'As pessoas precisam aprender a conviver com crianças em
público, e crianças choram'
Em um voo, uma passageira é acusada de falta de empatia por não
trocar de lugar com o filho dela, que estava chorando.
A cena cai nas redes sociais e é exaustivamente repostada,
comentada, vira assunto de colunas de opinião e de teorias sobre a
permissividade na criação de crianças e sobre os males da disciplina positiva e
de outras abordagens que defendem uma educação respeitosa.
A polêmica do momento é, para a psicanalista Thaís Basile, sinal
de um desconhecimento sobre o que é a disciplina positiva e a educação não
violenta. Autora de livros sobre infância e parentalidade e com
mais de 500 mil seguidores nas redes sociais, Basile acredita que a falta de
referências sobre respeito à infância gera esse tipo de confusão.

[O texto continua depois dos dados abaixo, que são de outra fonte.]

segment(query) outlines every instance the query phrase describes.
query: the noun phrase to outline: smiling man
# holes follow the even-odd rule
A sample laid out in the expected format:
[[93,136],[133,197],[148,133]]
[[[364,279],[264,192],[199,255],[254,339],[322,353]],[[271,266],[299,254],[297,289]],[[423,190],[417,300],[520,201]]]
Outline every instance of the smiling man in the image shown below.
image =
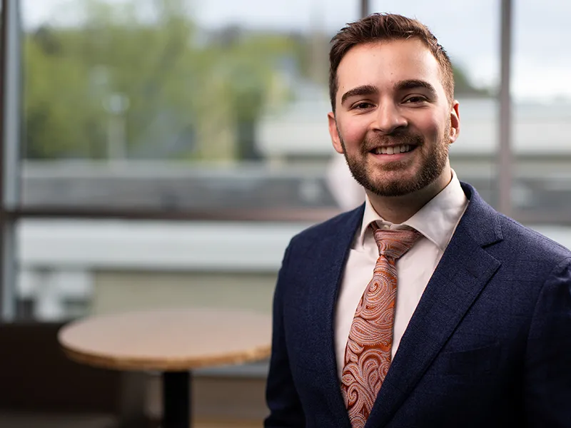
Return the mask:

"Temos tão pouca experiência com o que é respeitar uma
criança que logo encaixamos isso que aconteceu no avião dentro da educação
respeitosa. Mas não: a estratégia escolhida para acalmar aquela criança
foi permissiva, negligente. O que
foi ensinado ali é que é aceitável ser invasivo com o outro", diz.

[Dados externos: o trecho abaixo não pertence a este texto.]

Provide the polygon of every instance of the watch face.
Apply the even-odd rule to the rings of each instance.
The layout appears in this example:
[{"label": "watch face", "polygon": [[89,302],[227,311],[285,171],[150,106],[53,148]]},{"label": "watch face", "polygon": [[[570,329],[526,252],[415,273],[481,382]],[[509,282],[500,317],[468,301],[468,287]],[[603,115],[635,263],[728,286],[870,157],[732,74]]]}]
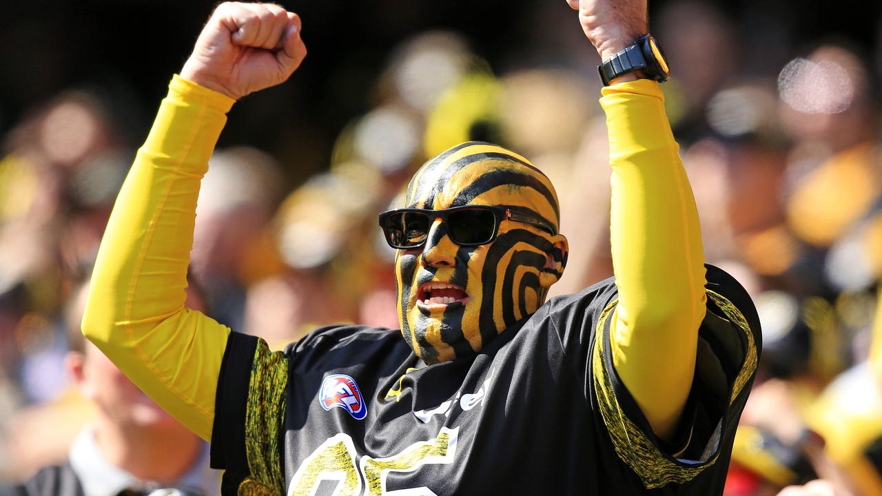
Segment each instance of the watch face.
[{"label": "watch face", "polygon": [[655,38],[652,36],[648,37],[649,49],[653,51],[653,56],[654,56],[655,62],[659,64],[659,69],[664,72],[667,77],[670,74],[670,68],[668,67],[668,59],[664,57],[664,54],[662,53],[662,49],[659,48],[658,43],[655,42]]}]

Em sua opinião, porém, a atitude condenável de pressionar e
expor a passageira não deve ser uma desculpa para defender uma educação autoritária.
"Isso não dá o direito de a gente ser violento com crianças como um todo,
de dizer: 'olha, as crianças estão mesmo precisando de palmadas, de grito'.
Existe um meio-termo aí."
A busca por esse meio-termo na criação da filha, Lorena, foi o
que motivou Basile a ir atrás de informações sobre educação com respeito.
Quando virou mãe, 11 anos atrás, ela se surpreendeu com a própria agressividade
ao lidar com a menina. "Eu a tratava de uma maneira que eu não queria
tratar. As coisas que eu falava para ela saiam da minha boca e eu falava:
'gente, mas por que eu estou fazendo isso se eu nem acredito que violência
educa?'", conta.
Em suas pesquisas e nas sessões de psicanálise, percebeu que sua
criação tinha sido problemática e que estava descontando na filha,
inconscientemente, a raiva que ficou reprimida durante a infância.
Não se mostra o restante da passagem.